# Federated models: regression using the California housing database

In this notebook, we explain how you can use a federated learning environment to create a regression model. 
In the notebook on [Linear regression for a simple 2D case](./federated_models_linear_regression.ipynb), we explained the basic concepts of the framework, so now we will go slightly faster.
## The data 
First, we load a dataset (included in the framework) to allow for regression experiments.

In [None]:
import shfl
from shfl.data_base.california_housing import CaliforniaHousing

database = CaliforniaHousing()
train_data, train_labels, test_data, test_labels = database.load_data()

Now, we are going to explore the data:

In [None]:
print("Shape of train_data: " + str(train_data.shape))
print("Shape of train_labels: " + str(train_labels.shape))
print("One sample features: " + str(train_data[0]))
print("One sample label: " + str(train_labels[0]))

## The model
Model definition:

In [None]:
import tensorflow as tf

def model_builder():
    # create model
    model = tf.keras.models.Sequential()
    model.add(tf.keras.layers.Dense(8, input_dim=8, kernel_initializer='normal', activation='relu'))
    model.add(tf.keras.layers.Dense(1, kernel_initializer='normal'))
    
    # Define configuration
    criterion = tf.keras.losses.MeanSquaredError()
    optimizer = tf.keras.optimizers.Adam()
    metrics = [tf.keras.metrics.mae]
    
    return shfl.model.DeepLearningModel(model=model, criterion=criterion, optimizer=optimizer, metrics=metrics)

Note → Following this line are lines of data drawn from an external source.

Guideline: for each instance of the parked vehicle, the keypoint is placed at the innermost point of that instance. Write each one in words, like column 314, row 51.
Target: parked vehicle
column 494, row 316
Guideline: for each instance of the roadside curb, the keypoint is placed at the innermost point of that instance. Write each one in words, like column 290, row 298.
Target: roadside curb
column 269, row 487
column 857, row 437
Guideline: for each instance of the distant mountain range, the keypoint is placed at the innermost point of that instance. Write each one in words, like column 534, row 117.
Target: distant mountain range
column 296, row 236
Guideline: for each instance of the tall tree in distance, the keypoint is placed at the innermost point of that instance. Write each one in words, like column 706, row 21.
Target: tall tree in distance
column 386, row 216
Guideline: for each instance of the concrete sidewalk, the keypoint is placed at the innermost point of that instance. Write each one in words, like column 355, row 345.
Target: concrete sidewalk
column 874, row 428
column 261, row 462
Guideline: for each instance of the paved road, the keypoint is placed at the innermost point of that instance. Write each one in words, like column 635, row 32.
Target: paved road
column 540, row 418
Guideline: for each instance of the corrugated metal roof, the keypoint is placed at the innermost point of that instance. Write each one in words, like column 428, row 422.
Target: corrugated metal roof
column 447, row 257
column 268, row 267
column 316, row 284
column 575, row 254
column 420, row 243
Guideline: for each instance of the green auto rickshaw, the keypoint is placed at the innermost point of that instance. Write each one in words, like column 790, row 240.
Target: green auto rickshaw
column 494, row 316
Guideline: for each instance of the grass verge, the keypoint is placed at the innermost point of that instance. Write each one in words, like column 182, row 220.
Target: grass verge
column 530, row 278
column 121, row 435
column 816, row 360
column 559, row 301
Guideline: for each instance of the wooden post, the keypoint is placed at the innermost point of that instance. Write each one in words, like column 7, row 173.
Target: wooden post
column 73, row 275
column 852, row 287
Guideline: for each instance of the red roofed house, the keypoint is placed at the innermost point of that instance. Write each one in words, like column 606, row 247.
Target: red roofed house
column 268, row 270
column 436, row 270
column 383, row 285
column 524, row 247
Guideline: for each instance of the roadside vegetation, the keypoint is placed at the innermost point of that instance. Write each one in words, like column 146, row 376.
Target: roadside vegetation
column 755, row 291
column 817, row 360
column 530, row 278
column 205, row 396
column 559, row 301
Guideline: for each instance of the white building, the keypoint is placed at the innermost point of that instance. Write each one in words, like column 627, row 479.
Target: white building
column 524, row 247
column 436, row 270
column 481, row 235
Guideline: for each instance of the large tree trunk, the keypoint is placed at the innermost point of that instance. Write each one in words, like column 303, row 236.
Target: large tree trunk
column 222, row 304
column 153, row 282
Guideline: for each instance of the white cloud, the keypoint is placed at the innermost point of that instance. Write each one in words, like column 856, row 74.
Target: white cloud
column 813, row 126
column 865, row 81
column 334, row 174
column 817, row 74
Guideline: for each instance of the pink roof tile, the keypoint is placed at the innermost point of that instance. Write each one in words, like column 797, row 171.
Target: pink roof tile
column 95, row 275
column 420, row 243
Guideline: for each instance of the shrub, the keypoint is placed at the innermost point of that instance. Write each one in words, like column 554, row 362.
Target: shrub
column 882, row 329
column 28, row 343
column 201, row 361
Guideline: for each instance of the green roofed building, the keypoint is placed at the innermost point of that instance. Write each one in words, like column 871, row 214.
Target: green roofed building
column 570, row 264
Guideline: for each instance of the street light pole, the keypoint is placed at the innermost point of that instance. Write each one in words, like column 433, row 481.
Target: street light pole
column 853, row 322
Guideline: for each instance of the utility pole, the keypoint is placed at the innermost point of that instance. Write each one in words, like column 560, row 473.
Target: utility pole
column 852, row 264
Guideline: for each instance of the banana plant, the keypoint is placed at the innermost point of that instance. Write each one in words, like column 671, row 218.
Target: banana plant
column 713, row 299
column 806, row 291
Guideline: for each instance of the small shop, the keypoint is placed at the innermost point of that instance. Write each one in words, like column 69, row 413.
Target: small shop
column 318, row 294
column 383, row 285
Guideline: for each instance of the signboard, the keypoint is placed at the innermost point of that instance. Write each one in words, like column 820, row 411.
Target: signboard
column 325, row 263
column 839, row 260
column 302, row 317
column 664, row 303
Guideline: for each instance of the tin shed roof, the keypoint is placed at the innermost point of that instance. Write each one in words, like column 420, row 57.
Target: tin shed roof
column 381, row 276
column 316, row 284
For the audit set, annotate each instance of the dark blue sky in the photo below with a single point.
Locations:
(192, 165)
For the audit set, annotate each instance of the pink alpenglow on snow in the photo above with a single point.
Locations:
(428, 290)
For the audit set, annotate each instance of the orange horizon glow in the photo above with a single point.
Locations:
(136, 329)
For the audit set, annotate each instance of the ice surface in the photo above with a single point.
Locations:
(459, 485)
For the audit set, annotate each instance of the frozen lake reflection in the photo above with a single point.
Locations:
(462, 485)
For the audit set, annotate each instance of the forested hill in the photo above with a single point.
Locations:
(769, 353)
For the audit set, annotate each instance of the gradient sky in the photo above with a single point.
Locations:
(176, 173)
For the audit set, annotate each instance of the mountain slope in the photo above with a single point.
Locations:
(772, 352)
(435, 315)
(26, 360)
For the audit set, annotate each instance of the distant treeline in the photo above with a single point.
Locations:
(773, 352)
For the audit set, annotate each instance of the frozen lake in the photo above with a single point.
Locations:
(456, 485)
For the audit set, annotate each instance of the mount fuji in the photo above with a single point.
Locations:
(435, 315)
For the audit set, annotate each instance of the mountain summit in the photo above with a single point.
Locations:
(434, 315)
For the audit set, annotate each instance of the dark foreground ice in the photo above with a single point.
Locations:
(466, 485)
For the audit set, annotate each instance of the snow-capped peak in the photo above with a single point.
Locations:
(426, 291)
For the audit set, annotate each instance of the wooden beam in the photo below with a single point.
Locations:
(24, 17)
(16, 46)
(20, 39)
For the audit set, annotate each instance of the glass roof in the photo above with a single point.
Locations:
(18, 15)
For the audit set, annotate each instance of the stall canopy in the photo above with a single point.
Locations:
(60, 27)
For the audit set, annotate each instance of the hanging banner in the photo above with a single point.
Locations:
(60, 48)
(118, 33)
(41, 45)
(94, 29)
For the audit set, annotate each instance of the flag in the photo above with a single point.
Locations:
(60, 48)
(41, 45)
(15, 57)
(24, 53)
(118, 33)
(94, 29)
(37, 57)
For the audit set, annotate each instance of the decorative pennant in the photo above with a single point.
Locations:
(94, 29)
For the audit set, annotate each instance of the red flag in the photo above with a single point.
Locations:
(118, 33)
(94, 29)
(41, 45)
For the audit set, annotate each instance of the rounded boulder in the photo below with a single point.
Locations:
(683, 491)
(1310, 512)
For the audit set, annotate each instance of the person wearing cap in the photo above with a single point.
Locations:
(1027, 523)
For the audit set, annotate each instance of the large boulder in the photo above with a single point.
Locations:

## Run the federated learning experiment
Federated environment definition:

In [None]:
iid_distribution = shfl.data_distribution.IidDataDistribution(database)
federated_data, test_data, test_label = iid_distribution.get_federated_data(num_nodes=20, percent=10)

aggregator = shfl.federated_aggregator.FedAvgAggregator()
federated_government = shfl.federated_government.FederatedGovernment(model_builder, federated_data, aggregator)

Reshaping data:

In [None]:
import numpy as np

class Reshape(shfl.private.FederatedTransformation):
    
    def apply(self, labeled_data):
        labeled_data.label = np.reshape(labeled_data.label, (labeled_data.label.shape[0], 1))
        
shfl.private.federated_operation.apply_federated_transformation(federated_data, Reshape())

Running experiment:

In [None]:
test_label = np.reshape(test_label, (test_label.shape[0], 1))
federated_government.run_rounds(3, test_data, test_label)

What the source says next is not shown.